Paragraph

Burst Data Management Architecture


Burst has a flexible support library for building data management subsystems that are called 'Stores'. Generally what is meant by that is code that allows a Burst user to import data from a remote data store (outside the Burst Cell), however there is no reason why the Store could not be 100% internal to the Burst Cell.

Stores


Stores are a very simple abstraction interface that provides pluggable data management for the Burst Cell. There is a Store API for the Cell Supervisor Node and one for the Cell Worker Node. The supervisor Store knows how to partition data into Slices and assign them to Worker Nodes. The worker Store knows how to initialize (import into the local disk cache) a slice and to load an (initialized) slice from the disk cache.

SampleStore


The SampleStore is a framework for building Stores that provides additional baseline functionality such as a massively parallel data transfer protocol called 'Nexus' and a set of primitives for managing sample rates.

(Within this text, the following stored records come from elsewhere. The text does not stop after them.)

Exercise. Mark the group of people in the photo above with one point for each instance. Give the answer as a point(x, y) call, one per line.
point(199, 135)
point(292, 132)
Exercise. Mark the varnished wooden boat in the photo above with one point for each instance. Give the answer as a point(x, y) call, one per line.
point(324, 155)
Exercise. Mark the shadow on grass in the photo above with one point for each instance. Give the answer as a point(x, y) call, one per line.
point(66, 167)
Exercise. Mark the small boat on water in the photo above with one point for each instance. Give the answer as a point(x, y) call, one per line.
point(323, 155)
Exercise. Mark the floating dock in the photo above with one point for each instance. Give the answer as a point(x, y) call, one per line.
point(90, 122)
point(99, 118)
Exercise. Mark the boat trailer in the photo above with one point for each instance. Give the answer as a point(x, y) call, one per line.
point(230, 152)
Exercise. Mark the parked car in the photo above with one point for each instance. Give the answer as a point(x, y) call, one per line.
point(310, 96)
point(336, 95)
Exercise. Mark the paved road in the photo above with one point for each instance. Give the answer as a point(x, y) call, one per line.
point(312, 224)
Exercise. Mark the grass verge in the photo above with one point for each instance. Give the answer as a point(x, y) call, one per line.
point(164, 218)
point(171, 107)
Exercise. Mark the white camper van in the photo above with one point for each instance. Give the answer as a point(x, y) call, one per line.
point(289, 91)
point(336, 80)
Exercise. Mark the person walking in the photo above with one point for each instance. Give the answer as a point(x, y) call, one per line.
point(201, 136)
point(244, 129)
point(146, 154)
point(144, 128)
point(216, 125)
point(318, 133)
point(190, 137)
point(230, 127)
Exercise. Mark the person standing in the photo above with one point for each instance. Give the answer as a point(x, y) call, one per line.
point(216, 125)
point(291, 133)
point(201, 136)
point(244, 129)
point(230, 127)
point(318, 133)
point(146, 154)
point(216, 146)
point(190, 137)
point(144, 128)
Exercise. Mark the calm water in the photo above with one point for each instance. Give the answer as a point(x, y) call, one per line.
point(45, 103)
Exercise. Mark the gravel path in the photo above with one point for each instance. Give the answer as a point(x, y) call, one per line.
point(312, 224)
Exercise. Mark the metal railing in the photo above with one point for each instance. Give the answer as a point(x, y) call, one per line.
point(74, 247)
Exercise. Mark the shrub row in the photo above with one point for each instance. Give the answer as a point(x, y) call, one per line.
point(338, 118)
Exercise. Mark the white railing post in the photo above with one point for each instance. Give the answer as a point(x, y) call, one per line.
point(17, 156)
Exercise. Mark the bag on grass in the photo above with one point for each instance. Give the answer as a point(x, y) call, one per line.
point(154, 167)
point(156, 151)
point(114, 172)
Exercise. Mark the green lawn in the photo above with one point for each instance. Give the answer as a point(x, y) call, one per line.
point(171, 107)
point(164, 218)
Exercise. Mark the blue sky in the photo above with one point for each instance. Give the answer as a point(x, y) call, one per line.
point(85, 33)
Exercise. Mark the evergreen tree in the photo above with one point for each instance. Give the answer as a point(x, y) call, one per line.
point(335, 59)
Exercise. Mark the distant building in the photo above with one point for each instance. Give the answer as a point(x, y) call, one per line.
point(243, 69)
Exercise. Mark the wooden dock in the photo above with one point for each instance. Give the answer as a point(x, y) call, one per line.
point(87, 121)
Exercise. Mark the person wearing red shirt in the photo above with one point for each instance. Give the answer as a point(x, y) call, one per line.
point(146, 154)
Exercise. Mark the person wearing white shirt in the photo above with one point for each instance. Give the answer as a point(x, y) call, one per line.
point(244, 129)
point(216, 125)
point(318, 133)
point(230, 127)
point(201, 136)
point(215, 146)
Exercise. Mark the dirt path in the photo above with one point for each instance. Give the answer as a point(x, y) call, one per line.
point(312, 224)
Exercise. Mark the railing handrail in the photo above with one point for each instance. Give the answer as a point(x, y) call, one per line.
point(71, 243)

Over the history of Burst here at Flurry, we have used a variety of Stores to import data. The main ones were a massively parallel HDFS sequence file loader called the FuseStore, and more recently a very full featured massively parallel HBASE type SampleStore. We hope to open source this HBASE SampleStore (called the 'beast' because of the multi-petabyte storage size and the hundreds of region servers involved.)

Controlling Dataset Size


One of the challenges in writing Stores is in managing the potentially enormous dataset sizes. Generally speaking most analysis challenges do not need to analyze all the data available to get a good signal. It is prudent, often critical, to provide some way to reduce dataset sizes without reducing desired signal if only to improve general analysis performance if not prevent system failure. Generally this is quite doable since a lot of data is essentially noise, and even simple applied heuristics such as not looking at the entire time history or only looking at certain subtrees of the entity can be quite valuable. We categorize these sorts of control into Sampling and Filtering.

Sampling

If one does not require a deterministic (repeatable) or absolute answer from an analysis, but instead can live with a more general high level sense of relative or probable values in a result, then one can sample the data. Sampling is a more general topic but specifically for Burst it means as you import the entities in your dataset, you would throw away some percentage of them. If you were doing counts, then presumably you would normalize (scale up) the quantities to reflect the missing (sampled out) entities.

Of course even if you only want a relatively but not completely accurate (sampled) result from your dataset, there are certainly levels of sampling that can introduce unacceptably high error margins. This is a major topic and we can't address it in detail here, but suffice it to say Burst has had to provide facilities to define sample rates and use sampled results effectively.

Filtering

Another approach to the challenges of dataset size is in filtering. The way this works is that when one imports data, a simplified MOTIF predicate query is provided to the SampleStore and the remote datasource can use that query to 'filter' the imported data as it is pressed (binary encoded).